Oskar Wrobel ist Clubbesitzer oder sollte es besser heißen: war Clubbesitzer? Denn es ist die letzte Nacht seines ...

Eine Geschichte über Freundschaft, Existenzängste, Verlust, Liebe und noch vielem mehr.

Oskar Wrobel ist Clubbesitzer oder sollte es besser heißen: war Clubbesitzer? Denn es ist die letzte Nacht seines Clubs. Die letzte Nacht, bevor er abgerissen wird. Die letzte Nacht, in der eine letzte Party schmeißt, die nicht nur vor Beginn, sondern auch währenddessen mit einigen Überraschungen und Herausforderungen auf sich warten lässt.

Der Schreibstil hat mir unheimlich gut gefallen. Nicht unbedingt, weil er besonders malerisch oder gewählt ist, sondern weil er ungeschönt, derb und authentisch ist. Er unterstreicht die Geschichte einfach perfekt und bringt einen in genau die richtige Stimmung.

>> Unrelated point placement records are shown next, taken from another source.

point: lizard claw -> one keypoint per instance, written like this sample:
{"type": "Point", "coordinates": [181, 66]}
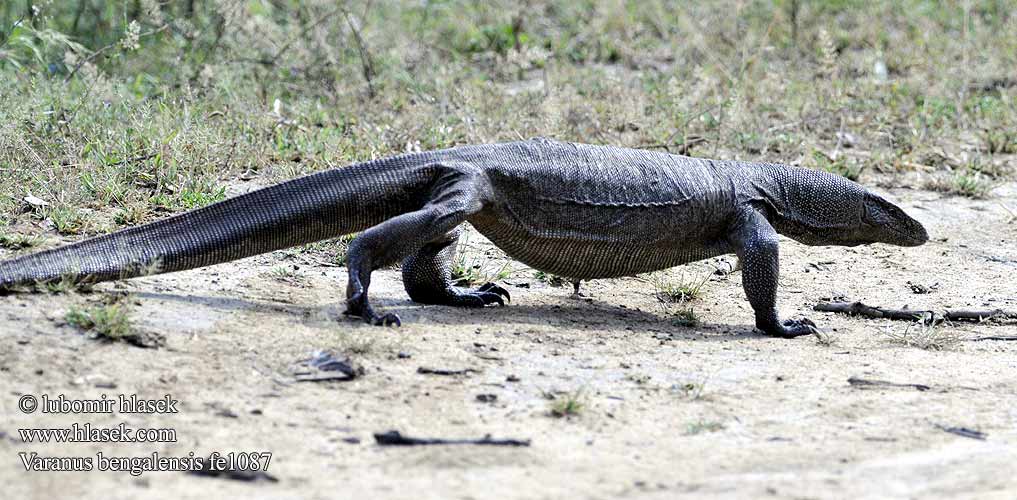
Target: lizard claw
{"type": "Point", "coordinates": [797, 327]}
{"type": "Point", "coordinates": [387, 319]}
{"type": "Point", "coordinates": [494, 289]}
{"type": "Point", "coordinates": [477, 299]}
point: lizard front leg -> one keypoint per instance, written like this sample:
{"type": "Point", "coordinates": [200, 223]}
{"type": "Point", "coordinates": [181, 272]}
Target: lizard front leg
{"type": "Point", "coordinates": [756, 243]}
{"type": "Point", "coordinates": [427, 277]}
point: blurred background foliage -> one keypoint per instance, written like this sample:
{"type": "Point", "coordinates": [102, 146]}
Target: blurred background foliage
{"type": "Point", "coordinates": [116, 110]}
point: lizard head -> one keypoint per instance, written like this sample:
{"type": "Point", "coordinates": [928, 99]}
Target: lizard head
{"type": "Point", "coordinates": [822, 208]}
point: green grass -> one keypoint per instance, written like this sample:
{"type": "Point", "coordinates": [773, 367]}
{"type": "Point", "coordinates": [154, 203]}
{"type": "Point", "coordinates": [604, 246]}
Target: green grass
{"type": "Point", "coordinates": [685, 317]}
{"type": "Point", "coordinates": [552, 279]}
{"type": "Point", "coordinates": [678, 291]}
{"type": "Point", "coordinates": [108, 321]}
{"type": "Point", "coordinates": [14, 241]}
{"type": "Point", "coordinates": [115, 125]}
{"type": "Point", "coordinates": [570, 404]}
{"type": "Point", "coordinates": [925, 336]}
{"type": "Point", "coordinates": [968, 182]}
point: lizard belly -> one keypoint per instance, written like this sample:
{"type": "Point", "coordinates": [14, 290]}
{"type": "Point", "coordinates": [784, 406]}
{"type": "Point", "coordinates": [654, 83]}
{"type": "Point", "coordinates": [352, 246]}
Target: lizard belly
{"type": "Point", "coordinates": [596, 242]}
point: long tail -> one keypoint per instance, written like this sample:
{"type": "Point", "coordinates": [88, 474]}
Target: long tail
{"type": "Point", "coordinates": [303, 210]}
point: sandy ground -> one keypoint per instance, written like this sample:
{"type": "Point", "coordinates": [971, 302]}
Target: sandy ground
{"type": "Point", "coordinates": [766, 417]}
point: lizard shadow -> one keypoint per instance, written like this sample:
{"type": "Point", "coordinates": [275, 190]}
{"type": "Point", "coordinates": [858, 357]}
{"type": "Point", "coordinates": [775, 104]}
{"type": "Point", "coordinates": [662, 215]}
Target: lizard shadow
{"type": "Point", "coordinates": [592, 314]}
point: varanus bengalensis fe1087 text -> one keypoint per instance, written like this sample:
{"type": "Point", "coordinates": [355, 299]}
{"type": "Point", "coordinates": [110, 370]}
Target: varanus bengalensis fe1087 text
{"type": "Point", "coordinates": [577, 210]}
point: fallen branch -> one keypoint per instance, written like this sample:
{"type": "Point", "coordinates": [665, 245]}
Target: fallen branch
{"type": "Point", "coordinates": [963, 432]}
{"type": "Point", "coordinates": [864, 383]}
{"type": "Point", "coordinates": [394, 438]}
{"type": "Point", "coordinates": [925, 315]}
{"type": "Point", "coordinates": [444, 371]}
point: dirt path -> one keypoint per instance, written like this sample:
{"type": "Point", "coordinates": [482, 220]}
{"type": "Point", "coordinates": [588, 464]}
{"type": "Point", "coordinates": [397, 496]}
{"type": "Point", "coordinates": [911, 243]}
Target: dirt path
{"type": "Point", "coordinates": [715, 411]}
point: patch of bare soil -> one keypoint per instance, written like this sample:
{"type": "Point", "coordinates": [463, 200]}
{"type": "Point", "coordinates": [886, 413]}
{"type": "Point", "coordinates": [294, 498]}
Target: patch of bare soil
{"type": "Point", "coordinates": [658, 411]}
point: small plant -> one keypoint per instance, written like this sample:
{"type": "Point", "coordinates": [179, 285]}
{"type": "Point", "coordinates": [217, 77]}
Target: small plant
{"type": "Point", "coordinates": [551, 279]}
{"type": "Point", "coordinates": [968, 182]}
{"type": "Point", "coordinates": [109, 321]}
{"type": "Point", "coordinates": [65, 284]}
{"type": "Point", "coordinates": [685, 317]}
{"type": "Point", "coordinates": [703, 426]}
{"type": "Point", "coordinates": [570, 404]}
{"type": "Point", "coordinates": [66, 221]}
{"type": "Point", "coordinates": [18, 242]}
{"type": "Point", "coordinates": [839, 166]}
{"type": "Point", "coordinates": [131, 215]}
{"type": "Point", "coordinates": [677, 292]}
{"type": "Point", "coordinates": [691, 390]}
{"type": "Point", "coordinates": [924, 334]}
{"type": "Point", "coordinates": [1000, 141]}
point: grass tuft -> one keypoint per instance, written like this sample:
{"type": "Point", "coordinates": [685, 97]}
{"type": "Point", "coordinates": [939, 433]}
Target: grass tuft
{"type": "Point", "coordinates": [108, 321]}
{"type": "Point", "coordinates": [922, 335]}
{"type": "Point", "coordinates": [569, 404]}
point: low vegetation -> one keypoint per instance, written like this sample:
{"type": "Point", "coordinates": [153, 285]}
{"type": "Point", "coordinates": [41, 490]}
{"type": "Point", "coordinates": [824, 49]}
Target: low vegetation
{"type": "Point", "coordinates": [107, 321]}
{"type": "Point", "coordinates": [567, 404]}
{"type": "Point", "coordinates": [122, 112]}
{"type": "Point", "coordinates": [924, 335]}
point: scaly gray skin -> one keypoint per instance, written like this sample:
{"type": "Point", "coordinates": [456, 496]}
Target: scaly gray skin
{"type": "Point", "coordinates": [577, 210]}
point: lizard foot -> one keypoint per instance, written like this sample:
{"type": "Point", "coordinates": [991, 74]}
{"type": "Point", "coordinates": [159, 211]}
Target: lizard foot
{"type": "Point", "coordinates": [482, 296]}
{"type": "Point", "coordinates": [791, 328]}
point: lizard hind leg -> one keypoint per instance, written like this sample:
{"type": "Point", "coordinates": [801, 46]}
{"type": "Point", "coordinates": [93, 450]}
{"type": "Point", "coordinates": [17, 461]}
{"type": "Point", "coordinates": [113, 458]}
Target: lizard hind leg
{"type": "Point", "coordinates": [427, 276]}
{"type": "Point", "coordinates": [393, 240]}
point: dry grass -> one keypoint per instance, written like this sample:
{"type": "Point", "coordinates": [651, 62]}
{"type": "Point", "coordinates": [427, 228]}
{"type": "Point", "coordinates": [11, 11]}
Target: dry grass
{"type": "Point", "coordinates": [162, 122]}
{"type": "Point", "coordinates": [923, 335]}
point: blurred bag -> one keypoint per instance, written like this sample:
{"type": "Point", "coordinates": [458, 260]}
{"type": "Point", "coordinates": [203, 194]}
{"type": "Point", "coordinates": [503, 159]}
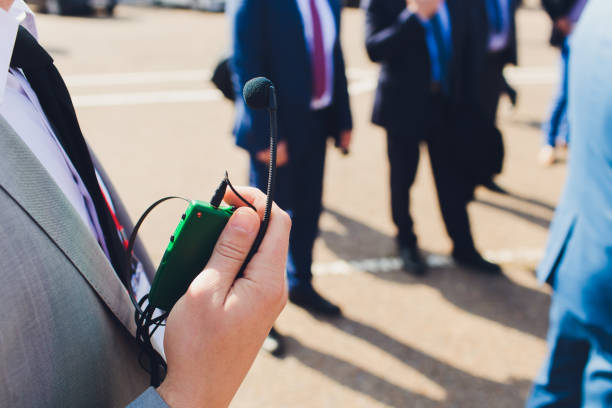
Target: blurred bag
{"type": "Point", "coordinates": [222, 78]}
{"type": "Point", "coordinates": [475, 145]}
{"type": "Point", "coordinates": [558, 8]}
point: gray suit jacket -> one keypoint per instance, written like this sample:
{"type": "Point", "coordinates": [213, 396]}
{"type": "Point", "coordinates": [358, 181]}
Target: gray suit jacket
{"type": "Point", "coordinates": [66, 325]}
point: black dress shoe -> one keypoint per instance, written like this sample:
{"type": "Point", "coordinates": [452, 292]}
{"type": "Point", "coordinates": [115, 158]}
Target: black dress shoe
{"type": "Point", "coordinates": [473, 260]}
{"type": "Point", "coordinates": [493, 186]}
{"type": "Point", "coordinates": [412, 260]}
{"type": "Point", "coordinates": [274, 343]}
{"type": "Point", "coordinates": [305, 296]}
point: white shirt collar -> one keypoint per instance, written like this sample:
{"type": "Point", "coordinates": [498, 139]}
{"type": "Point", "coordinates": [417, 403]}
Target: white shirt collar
{"type": "Point", "coordinates": [19, 13]}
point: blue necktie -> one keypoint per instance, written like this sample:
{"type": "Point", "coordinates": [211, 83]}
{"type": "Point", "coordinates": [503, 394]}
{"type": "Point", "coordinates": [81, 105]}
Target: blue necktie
{"type": "Point", "coordinates": [443, 51]}
{"type": "Point", "coordinates": [495, 16]}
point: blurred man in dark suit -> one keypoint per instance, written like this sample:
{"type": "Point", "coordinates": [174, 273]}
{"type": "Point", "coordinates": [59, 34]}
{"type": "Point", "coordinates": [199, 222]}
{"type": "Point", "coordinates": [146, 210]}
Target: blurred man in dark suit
{"type": "Point", "coordinates": [426, 50]}
{"type": "Point", "coordinates": [498, 38]}
{"type": "Point", "coordinates": [296, 44]}
{"type": "Point", "coordinates": [577, 370]}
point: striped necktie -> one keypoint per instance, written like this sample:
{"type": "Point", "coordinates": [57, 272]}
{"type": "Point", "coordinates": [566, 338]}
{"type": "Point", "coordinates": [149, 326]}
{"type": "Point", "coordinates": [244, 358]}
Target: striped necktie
{"type": "Point", "coordinates": [443, 52]}
{"type": "Point", "coordinates": [319, 76]}
{"type": "Point", "coordinates": [496, 18]}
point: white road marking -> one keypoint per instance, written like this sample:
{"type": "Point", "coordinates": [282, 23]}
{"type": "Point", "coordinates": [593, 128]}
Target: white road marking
{"type": "Point", "coordinates": [146, 98]}
{"type": "Point", "coordinates": [361, 80]}
{"type": "Point", "coordinates": [391, 264]}
{"type": "Point", "coordinates": [532, 75]}
{"type": "Point", "coordinates": [134, 78]}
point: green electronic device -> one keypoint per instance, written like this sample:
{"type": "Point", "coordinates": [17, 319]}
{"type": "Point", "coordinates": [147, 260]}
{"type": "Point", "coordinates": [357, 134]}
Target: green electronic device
{"type": "Point", "coordinates": [188, 252]}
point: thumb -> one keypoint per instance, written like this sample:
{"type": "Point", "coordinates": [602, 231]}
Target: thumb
{"type": "Point", "coordinates": [231, 249]}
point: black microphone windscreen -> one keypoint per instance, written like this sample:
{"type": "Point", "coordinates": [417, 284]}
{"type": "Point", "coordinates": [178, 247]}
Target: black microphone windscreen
{"type": "Point", "coordinates": [256, 93]}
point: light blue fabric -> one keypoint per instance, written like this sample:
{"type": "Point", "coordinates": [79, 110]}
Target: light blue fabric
{"type": "Point", "coordinates": [577, 371]}
{"type": "Point", "coordinates": [148, 399]}
{"type": "Point", "coordinates": [556, 127]}
{"type": "Point", "coordinates": [578, 261]}
{"type": "Point", "coordinates": [498, 12]}
{"type": "Point", "coordinates": [439, 44]}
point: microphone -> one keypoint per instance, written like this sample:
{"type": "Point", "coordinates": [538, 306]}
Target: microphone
{"type": "Point", "coordinates": [259, 93]}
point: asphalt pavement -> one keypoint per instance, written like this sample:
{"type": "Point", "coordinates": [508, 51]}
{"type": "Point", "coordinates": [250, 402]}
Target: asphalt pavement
{"type": "Point", "coordinates": [454, 338]}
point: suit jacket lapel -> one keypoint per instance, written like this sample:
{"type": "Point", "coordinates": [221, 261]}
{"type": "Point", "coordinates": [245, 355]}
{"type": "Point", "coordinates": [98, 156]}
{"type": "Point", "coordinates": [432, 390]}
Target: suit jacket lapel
{"type": "Point", "coordinates": [24, 178]}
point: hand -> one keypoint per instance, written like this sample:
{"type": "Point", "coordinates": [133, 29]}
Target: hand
{"type": "Point", "coordinates": [426, 9]}
{"type": "Point", "coordinates": [344, 142]}
{"type": "Point", "coordinates": [564, 25]}
{"type": "Point", "coordinates": [282, 154]}
{"type": "Point", "coordinates": [216, 329]}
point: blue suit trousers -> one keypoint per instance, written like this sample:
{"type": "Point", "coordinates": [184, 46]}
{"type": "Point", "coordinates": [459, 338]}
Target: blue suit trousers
{"type": "Point", "coordinates": [299, 190]}
{"type": "Point", "coordinates": [577, 371]}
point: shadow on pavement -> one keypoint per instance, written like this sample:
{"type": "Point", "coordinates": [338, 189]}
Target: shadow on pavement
{"type": "Point", "coordinates": [534, 219]}
{"type": "Point", "coordinates": [531, 201]}
{"type": "Point", "coordinates": [495, 298]}
{"type": "Point", "coordinates": [356, 378]}
{"type": "Point", "coordinates": [357, 239]}
{"type": "Point", "coordinates": [462, 389]}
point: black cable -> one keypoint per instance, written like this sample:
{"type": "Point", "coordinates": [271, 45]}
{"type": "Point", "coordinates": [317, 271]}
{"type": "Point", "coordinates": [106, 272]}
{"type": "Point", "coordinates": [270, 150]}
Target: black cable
{"type": "Point", "coordinates": [146, 324]}
{"type": "Point", "coordinates": [270, 189]}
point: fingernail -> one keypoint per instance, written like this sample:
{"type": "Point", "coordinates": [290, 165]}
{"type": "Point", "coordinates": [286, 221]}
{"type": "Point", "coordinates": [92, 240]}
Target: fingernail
{"type": "Point", "coordinates": [242, 221]}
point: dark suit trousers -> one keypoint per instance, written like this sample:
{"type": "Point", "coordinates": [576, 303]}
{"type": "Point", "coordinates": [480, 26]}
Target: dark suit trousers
{"type": "Point", "coordinates": [299, 189]}
{"type": "Point", "coordinates": [492, 85]}
{"type": "Point", "coordinates": [454, 193]}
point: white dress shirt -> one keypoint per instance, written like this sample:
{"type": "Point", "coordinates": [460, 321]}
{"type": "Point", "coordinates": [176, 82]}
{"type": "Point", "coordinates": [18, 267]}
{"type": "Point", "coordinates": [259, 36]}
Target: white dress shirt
{"type": "Point", "coordinates": [330, 33]}
{"type": "Point", "coordinates": [20, 107]}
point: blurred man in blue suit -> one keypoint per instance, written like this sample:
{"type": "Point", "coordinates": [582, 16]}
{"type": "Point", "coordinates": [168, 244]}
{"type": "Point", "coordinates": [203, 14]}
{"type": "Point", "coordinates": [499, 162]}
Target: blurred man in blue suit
{"type": "Point", "coordinates": [296, 44]}
{"type": "Point", "coordinates": [578, 263]}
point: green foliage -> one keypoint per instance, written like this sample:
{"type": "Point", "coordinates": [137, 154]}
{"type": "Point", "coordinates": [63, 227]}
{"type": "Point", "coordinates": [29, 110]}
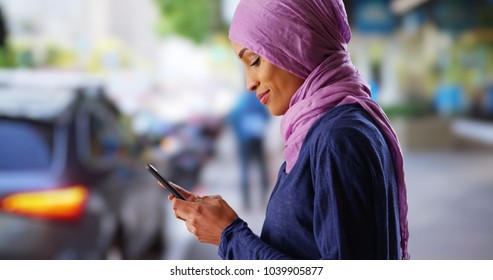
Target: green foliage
{"type": "Point", "coordinates": [194, 19]}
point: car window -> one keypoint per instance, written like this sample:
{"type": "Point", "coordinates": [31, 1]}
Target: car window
{"type": "Point", "coordinates": [25, 145]}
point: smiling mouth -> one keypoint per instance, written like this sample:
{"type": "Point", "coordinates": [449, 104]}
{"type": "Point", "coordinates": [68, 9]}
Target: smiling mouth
{"type": "Point", "coordinates": [263, 97]}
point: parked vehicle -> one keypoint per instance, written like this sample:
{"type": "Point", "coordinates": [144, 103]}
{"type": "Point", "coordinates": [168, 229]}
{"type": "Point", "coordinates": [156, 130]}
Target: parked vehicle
{"type": "Point", "coordinates": [71, 184]}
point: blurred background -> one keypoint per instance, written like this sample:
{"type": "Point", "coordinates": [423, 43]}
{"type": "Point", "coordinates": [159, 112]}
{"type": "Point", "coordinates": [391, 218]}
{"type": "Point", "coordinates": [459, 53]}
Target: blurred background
{"type": "Point", "coordinates": [91, 90]}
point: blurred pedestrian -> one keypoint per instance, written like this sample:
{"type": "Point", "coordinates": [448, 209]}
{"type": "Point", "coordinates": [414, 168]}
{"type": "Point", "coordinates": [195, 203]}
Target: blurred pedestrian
{"type": "Point", "coordinates": [341, 193]}
{"type": "Point", "coordinates": [249, 120]}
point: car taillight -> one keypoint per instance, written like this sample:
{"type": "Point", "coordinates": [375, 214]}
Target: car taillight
{"type": "Point", "coordinates": [59, 204]}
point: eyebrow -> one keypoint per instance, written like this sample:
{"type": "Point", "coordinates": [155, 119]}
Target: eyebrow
{"type": "Point", "coordinates": [240, 54]}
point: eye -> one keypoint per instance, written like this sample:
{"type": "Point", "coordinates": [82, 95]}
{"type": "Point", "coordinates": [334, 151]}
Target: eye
{"type": "Point", "coordinates": [256, 62]}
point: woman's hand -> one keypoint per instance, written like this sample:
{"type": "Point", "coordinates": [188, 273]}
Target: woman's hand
{"type": "Point", "coordinates": [206, 217]}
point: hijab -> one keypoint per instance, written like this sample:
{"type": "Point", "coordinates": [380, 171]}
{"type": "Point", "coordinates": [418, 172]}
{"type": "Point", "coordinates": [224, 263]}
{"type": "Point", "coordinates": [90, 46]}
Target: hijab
{"type": "Point", "coordinates": [309, 39]}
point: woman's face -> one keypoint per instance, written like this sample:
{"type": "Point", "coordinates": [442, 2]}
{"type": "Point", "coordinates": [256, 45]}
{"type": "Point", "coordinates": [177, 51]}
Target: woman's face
{"type": "Point", "coordinates": [273, 85]}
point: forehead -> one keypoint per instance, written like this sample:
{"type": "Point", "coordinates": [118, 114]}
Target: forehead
{"type": "Point", "coordinates": [240, 49]}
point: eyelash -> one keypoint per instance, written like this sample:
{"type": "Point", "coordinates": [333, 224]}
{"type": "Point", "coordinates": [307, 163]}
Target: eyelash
{"type": "Point", "coordinates": [256, 62]}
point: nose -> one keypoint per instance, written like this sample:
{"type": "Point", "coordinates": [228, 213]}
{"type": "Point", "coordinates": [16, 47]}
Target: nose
{"type": "Point", "coordinates": [251, 83]}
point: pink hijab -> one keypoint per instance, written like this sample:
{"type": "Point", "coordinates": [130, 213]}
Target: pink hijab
{"type": "Point", "coordinates": [309, 39]}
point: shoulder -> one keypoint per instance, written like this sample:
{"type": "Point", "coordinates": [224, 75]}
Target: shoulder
{"type": "Point", "coordinates": [342, 128]}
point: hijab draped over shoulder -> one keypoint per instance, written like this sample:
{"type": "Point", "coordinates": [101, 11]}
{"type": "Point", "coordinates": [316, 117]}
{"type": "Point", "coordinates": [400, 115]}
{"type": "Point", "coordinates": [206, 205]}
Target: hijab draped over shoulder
{"type": "Point", "coordinates": [309, 39]}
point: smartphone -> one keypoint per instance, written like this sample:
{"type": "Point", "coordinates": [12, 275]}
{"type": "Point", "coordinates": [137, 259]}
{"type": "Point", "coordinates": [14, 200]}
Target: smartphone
{"type": "Point", "coordinates": [165, 182]}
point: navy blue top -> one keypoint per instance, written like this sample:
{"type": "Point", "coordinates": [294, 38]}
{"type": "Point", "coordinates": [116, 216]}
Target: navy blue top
{"type": "Point", "coordinates": [338, 202]}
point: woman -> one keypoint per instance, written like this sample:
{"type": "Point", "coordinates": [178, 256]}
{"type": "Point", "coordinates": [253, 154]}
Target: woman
{"type": "Point", "coordinates": [340, 194]}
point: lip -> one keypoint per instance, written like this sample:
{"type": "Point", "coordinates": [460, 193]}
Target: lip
{"type": "Point", "coordinates": [263, 97]}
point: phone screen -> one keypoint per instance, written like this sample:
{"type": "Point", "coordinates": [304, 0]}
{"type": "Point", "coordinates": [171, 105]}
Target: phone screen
{"type": "Point", "coordinates": [165, 182]}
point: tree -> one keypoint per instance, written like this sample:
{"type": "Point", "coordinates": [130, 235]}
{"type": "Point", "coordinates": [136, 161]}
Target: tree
{"type": "Point", "coordinates": [194, 19]}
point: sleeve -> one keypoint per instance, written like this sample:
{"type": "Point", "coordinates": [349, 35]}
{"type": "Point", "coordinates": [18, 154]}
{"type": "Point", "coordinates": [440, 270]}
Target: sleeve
{"type": "Point", "coordinates": [238, 242]}
{"type": "Point", "coordinates": [343, 214]}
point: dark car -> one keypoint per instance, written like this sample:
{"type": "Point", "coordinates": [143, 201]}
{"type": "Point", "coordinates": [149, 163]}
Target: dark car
{"type": "Point", "coordinates": [71, 183]}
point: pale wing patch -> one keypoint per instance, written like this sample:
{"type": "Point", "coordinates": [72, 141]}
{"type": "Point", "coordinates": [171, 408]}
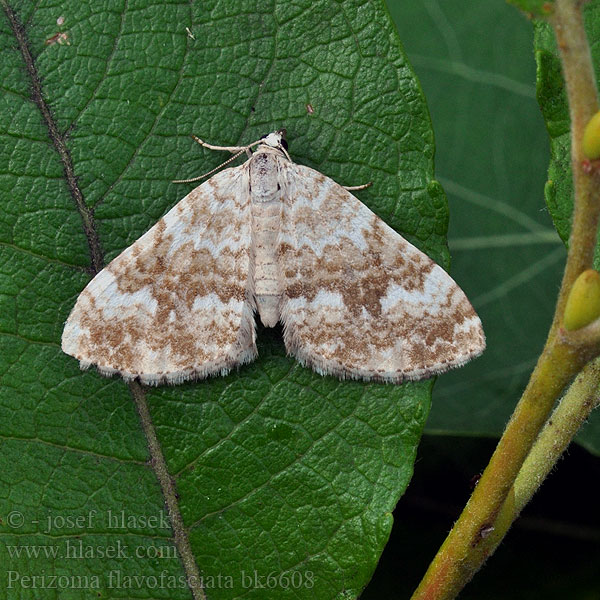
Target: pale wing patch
{"type": "Point", "coordinates": [358, 300]}
{"type": "Point", "coordinates": [178, 303]}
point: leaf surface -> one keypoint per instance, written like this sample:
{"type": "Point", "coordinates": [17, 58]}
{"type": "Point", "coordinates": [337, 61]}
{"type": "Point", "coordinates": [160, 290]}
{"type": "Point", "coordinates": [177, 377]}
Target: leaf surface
{"type": "Point", "coordinates": [285, 480]}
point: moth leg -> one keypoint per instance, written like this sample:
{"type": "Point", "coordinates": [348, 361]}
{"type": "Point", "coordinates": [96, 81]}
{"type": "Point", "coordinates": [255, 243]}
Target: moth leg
{"type": "Point", "coordinates": [232, 149]}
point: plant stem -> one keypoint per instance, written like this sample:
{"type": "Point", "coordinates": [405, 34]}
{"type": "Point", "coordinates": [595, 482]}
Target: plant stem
{"type": "Point", "coordinates": [581, 91]}
{"type": "Point", "coordinates": [491, 509]}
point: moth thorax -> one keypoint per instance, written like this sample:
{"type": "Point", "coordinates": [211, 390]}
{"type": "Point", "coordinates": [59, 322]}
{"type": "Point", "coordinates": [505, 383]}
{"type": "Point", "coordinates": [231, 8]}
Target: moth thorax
{"type": "Point", "coordinates": [264, 174]}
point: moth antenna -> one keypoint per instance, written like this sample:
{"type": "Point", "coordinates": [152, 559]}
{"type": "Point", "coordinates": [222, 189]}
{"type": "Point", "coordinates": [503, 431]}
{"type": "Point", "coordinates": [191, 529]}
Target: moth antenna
{"type": "Point", "coordinates": [354, 188]}
{"type": "Point", "coordinates": [239, 150]}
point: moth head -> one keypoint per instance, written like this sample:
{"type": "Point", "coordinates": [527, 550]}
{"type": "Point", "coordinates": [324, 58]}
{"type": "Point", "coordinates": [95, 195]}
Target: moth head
{"type": "Point", "coordinates": [276, 139]}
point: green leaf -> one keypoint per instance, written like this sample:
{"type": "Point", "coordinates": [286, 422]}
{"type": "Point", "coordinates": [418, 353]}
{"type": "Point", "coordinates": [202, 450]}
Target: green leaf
{"type": "Point", "coordinates": [278, 471]}
{"type": "Point", "coordinates": [491, 158]}
{"type": "Point", "coordinates": [534, 8]}
{"type": "Point", "coordinates": [559, 187]}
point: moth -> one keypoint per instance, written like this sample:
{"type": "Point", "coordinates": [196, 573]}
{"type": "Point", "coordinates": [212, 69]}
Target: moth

Die Charaktere sind alle grundverschieden und haben mit ihren Problemen zu kämpfen, aber dennoch haben sie eines gemeinsam: Sie haben alle ihren Platz im Roman verdient, sind auf ihre eigene Weise mal mehr und mal weniger skuril gezeichnet und bereichern das Gelesene.

Auch wenn sich das Buch nur um einen Tag und eine Nacht dreht, ist man als Leser so involviert, dass es zu keiner Zeit langatmig oder unnötig ist.

Die Sprache, die Handlung und die Charaktere haben es mir so angetan, dass mich das Buch auch im Nachgang noch eine Weile beschäftigen wird.